Castel Gandolfo, 9 December 1995

From a talk to the focolarine.

The charism of unity has its root in the One and Triune God and in the mystery of the Word made flesh who, in the Passion, lives the abandonment. Chiara explains how we should enter the dynamism of Trinitarian love.

… The will of God is God, and God is love. His will, therefore, is love, and he wants us to love too. He wants us to love him with all our heart, all our soul, and all our mind, and to love every neighbor as ourselves (cf. Mt 22:37–39).

We, too, had to be love in life: little suns beside the Sun.

At that time, the word “love” usually indicated either the natural sentiment that links a man and a woman or eroticism. It was not normally used in religious terminology, where the preferred term was “charity,” but often with the limited meaning of almsgiving. The singular manifestation of God-Love that we had received, and our direct contact with the Word of God, re-focused our attention on the Christian meaning of love.

Indeed, we immediately sensed that love was the very core of the Christian message and, as such, it was our absolute duty to put it into practice.

We began by loving the poor. But quite soon, because of this practice (since love brings light) we understood that we had to love everyone.

But how could we do this? By serving, which the Spirit soon explained to us with the words “making

ourselves one.”

I wrote: “Making ourselves one with every person we meet. This means sharing their feelings, carrying their burdens, making their problems our own and solving them as if they were ours, because love has made them ours.

“We must make ourselves one in everything except sin.

“This is what Paul meant when he said: ‘I made myself all things to all people’ (1 Cor 9:22).

“Making ourselves one requires constantly dying to ourselves. Yet, it is for this very reason that when others are loved in this way, sooner or later they are won over by Christ who lives in us through the death of our ego.” 

When this happens, the other person responds to our love with his or her own love, and love of neighbor grows to the point of becoming mutual.

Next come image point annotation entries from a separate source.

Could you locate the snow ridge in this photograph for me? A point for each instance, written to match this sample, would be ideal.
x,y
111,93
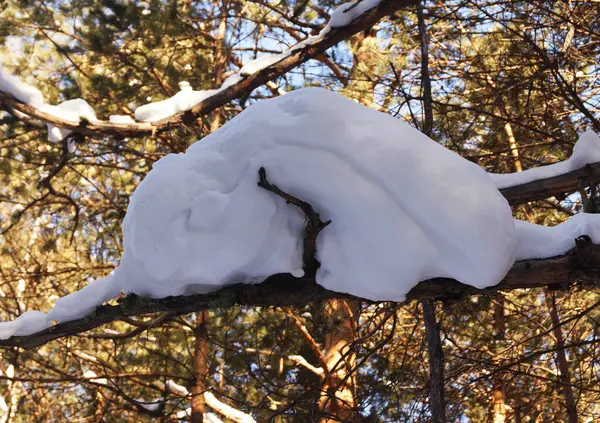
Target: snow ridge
x,y
403,209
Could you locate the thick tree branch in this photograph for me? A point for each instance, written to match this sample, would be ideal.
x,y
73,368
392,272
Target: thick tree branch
x,y
296,57
555,186
579,266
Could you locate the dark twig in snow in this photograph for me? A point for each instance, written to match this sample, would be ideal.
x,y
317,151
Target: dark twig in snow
x,y
314,224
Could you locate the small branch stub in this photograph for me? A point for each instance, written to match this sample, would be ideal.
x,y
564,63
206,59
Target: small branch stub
x,y
314,224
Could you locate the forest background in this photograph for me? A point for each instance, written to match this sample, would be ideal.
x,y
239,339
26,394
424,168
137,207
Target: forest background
x,y
508,85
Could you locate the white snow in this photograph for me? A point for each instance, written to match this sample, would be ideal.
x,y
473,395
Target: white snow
x,y
185,99
403,209
26,324
175,387
537,242
25,93
120,119
71,110
344,14
586,150
199,220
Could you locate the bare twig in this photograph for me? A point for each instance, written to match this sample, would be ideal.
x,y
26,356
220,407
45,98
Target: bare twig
x,y
314,224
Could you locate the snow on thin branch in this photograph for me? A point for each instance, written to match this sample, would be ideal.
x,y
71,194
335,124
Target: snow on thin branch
x,y
27,103
579,266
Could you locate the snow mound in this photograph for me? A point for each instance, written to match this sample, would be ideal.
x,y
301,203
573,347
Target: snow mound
x,y
19,90
403,208
72,110
27,323
586,150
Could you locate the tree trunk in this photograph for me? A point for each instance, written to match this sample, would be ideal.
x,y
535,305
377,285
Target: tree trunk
x,y
563,365
338,398
498,400
437,403
200,367
215,118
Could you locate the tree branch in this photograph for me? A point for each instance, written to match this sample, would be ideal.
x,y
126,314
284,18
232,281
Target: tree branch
x,y
285,290
296,57
555,186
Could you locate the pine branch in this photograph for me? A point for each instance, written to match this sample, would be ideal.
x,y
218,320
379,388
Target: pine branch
x,y
295,58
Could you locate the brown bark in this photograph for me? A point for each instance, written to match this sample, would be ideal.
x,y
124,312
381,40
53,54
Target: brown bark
x,y
498,398
338,398
215,121
246,85
437,404
281,290
200,367
563,365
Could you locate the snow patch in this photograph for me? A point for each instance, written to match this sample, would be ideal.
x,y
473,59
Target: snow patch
x,y
26,324
403,209
120,119
586,150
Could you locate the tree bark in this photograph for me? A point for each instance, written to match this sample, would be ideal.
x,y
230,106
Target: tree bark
x,y
437,403
498,397
563,365
338,398
200,367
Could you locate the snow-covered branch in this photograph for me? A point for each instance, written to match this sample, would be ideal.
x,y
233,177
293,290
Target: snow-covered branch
x,y
578,266
26,103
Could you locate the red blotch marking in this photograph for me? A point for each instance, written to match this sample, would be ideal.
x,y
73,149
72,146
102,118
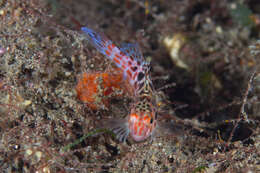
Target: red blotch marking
x,y
129,73
117,60
135,75
111,47
147,119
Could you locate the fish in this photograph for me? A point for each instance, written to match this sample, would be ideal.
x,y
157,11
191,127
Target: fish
x,y
141,121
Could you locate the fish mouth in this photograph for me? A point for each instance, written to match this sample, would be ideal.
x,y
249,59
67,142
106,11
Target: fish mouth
x,y
139,138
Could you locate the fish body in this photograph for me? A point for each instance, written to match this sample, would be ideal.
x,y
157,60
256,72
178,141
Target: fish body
x,y
140,123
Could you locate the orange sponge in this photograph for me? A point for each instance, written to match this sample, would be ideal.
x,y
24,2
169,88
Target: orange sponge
x,y
95,88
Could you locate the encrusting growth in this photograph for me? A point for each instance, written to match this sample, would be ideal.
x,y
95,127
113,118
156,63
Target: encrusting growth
x,y
141,122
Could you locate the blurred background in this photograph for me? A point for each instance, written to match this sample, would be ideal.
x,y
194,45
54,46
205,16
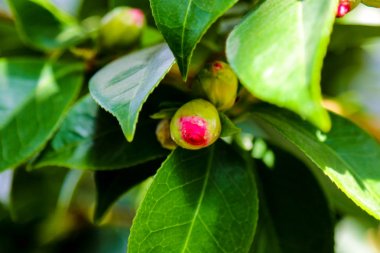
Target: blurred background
x,y
52,209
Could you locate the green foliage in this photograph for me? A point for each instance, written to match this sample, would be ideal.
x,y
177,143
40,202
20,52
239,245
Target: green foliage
x,y
78,124
51,29
34,95
199,201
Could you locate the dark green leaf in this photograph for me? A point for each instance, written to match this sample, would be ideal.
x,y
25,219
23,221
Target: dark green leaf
x,y
90,139
34,95
347,154
199,201
295,216
45,26
35,194
228,127
111,185
183,23
349,36
123,86
277,52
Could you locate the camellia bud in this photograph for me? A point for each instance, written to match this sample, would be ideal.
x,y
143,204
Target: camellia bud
x,y
163,134
195,125
345,6
218,84
121,27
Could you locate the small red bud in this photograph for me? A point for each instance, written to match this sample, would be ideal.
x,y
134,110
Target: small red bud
x,y
345,6
195,125
218,84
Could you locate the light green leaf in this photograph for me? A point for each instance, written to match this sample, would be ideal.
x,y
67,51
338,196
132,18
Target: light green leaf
x,y
294,213
373,3
91,139
277,52
347,154
183,24
199,201
34,95
45,26
123,86
111,185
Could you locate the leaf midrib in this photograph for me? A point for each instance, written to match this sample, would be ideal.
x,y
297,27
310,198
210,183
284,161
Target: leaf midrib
x,y
200,200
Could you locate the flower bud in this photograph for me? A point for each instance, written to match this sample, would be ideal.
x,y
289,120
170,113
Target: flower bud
x,y
195,125
372,3
345,6
121,27
218,84
163,135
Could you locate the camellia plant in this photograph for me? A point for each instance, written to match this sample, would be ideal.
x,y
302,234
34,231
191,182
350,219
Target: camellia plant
x,y
229,119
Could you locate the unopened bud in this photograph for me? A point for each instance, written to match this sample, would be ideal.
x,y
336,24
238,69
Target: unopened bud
x,y
218,84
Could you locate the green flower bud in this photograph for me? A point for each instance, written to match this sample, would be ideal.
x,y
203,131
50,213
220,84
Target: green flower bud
x,y
218,84
195,125
372,3
121,27
345,6
163,135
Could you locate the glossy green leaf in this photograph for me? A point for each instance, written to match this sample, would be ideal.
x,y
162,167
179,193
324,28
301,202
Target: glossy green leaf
x,y
183,24
199,201
372,3
277,53
111,185
91,139
124,85
34,194
10,41
347,154
34,96
295,215
45,26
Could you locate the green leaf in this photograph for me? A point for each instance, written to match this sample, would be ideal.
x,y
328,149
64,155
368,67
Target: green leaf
x,y
123,86
34,96
228,127
347,154
277,52
295,215
111,185
10,42
45,26
34,194
199,201
346,37
372,3
183,24
91,139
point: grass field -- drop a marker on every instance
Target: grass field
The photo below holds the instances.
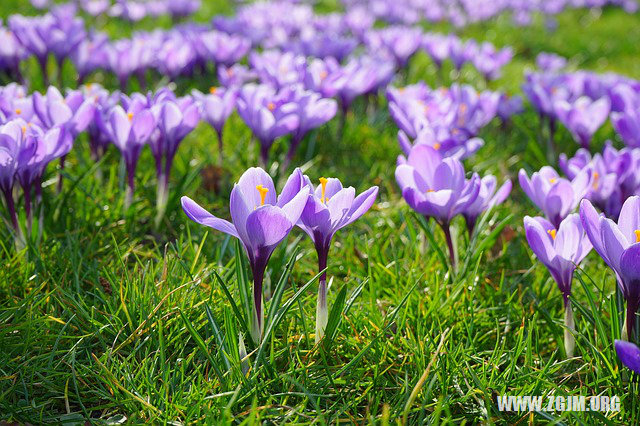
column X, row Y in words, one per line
column 109, row 318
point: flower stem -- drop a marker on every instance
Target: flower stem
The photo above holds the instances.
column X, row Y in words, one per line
column 446, row 228
column 570, row 328
column 322, row 311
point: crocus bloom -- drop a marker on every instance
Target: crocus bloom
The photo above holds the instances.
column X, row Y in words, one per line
column 436, row 187
column 628, row 354
column 175, row 119
column 129, row 131
column 583, row 117
column 627, row 125
column 216, row 107
column 489, row 196
column 313, row 111
column 560, row 250
column 329, row 209
column 269, row 114
column 555, row 196
column 260, row 220
column 618, row 245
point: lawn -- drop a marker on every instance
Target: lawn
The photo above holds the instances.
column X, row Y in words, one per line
column 110, row 318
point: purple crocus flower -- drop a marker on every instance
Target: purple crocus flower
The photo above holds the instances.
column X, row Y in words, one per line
column 175, row 119
column 628, row 354
column 627, row 125
column 329, row 209
column 436, row 187
column 236, row 75
column 33, row 34
column 489, row 196
column 269, row 114
column 442, row 140
column 619, row 246
column 560, row 250
column 221, row 48
column 279, row 69
column 90, row 55
column 583, row 117
column 400, row 42
column 260, row 220
column 313, row 111
column 550, row 62
column 129, row 130
column 215, row 108
column 555, row 196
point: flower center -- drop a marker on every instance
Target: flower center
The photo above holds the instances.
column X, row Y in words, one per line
column 323, row 183
column 263, row 193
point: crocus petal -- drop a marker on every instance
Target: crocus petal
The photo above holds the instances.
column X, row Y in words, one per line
column 629, row 221
column 267, row 226
column 203, row 217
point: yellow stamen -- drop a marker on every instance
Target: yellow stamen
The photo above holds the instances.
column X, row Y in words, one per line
column 263, row 193
column 323, row 183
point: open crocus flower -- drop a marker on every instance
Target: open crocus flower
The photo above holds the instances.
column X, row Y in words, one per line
column 269, row 115
column 619, row 246
column 436, row 187
column 440, row 139
column 313, row 111
column 329, row 209
column 628, row 354
column 261, row 220
column 129, row 131
column 560, row 250
column 175, row 119
column 627, row 125
column 489, row 196
column 216, row 107
column 583, row 117
column 555, row 196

In another writing, we find: “See Jesus in every person you meet in each moment of the day, from morning till night.

“If your eye is clear, it is God seeing through you. And God is love, and love wants to unite, by winning over the other.

“Look outside yourself, not at yourself, not at things, not at people; look at God outside yourself in order to unite yourself to him.

“He is in the depths of every soul that has life; if a soul has no life, it is like a tabernacle of God waiting to achieve the meaning and joy of its existence.

“Look at every neighbor with love, and loving is giving. But one gift calls for another, and you will be loved. 

“Thus, love is loving and being loved, as in the Trinity.

“And God in you will capture hearts, lighting up in them the Trinity, already present perhaps through grace, but inactive. ...

“Look then at your neighbor and give yourself to your neighbor in order to give yourself to Jesus, and Jesus will give himself to you. It is the law of love: ‘Give and gifts will be given to you’ (Lk 6:38).

“Let yourself be consumed by the other person - out of love for Jesus. Let yourself be ‘eaten’ - as another eucharist. Put yourself completely at the other’s service, which means at the service of God, and your neighbor will come to you and will love you. ...

“Love is a fire that penetrates hearts and makes them perfectly one.

“Then within yourself, you will no longer find yourself, or your brother or sister; you will find Love, which is God living within you.

“And Love will go out to love other brothers and sisters because, now that your eye is clear, it will find Him in them, and all will be one. . . .” 

And “all will be one.” Not just any kind of love, then. No, the kind of love that brings about unity.

(From Chiara Lubich, A New Way, The Spirituality of Unity, New City Press, New York 2006, pp. 44-46.)